Weigh risks vs. rewards of investment
Entrepreneurship is not just happening at academic medical centers. “I have seen this kind of entrepreneurship most often in small and critical care access hospitals looking to diversify their services, given the limited growth potential in their markets from their core services,” says Adam Higman, vice president of Soyring Consulting.
“IT products are common, whether that is an affiliation program for EMR affordability, data warehousing or locally developed software systems that deal with things like population health,” he tells Healthcare Dive. But he’s also seen success with support services that have a broader reach than just a local facility, such as food service, supply chain, laundry and linens and billing/collection solutions. And there are ventures in outpatient services like wound care, infusion therapy and home health, he notes.
When asked to do a feasibility analysis or evaluate a potential venture outside a hospital’s core business, Higman says his biggest advice is “to be honest about organizational capabilities and do the homework to weigh the risk/reward on the investment.”

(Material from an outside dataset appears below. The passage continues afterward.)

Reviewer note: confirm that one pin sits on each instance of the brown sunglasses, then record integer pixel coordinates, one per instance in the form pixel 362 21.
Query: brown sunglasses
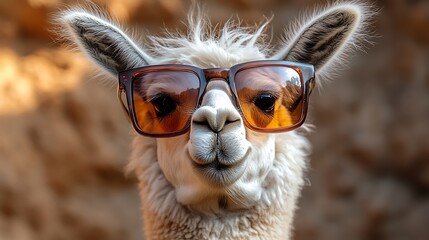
pixel 271 96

Organizations need to assess whether they have the technical skills and leadership expertise to successfully pull off a venture and, if not, to build those resources in-house, partner with someone already in the space or engage a consultant to help set up the initial program, he says. In determining risk, the question isn’t just loss versus gain in revenue, but understanding how the investment will impact other priorities the hospital has, such as patient care.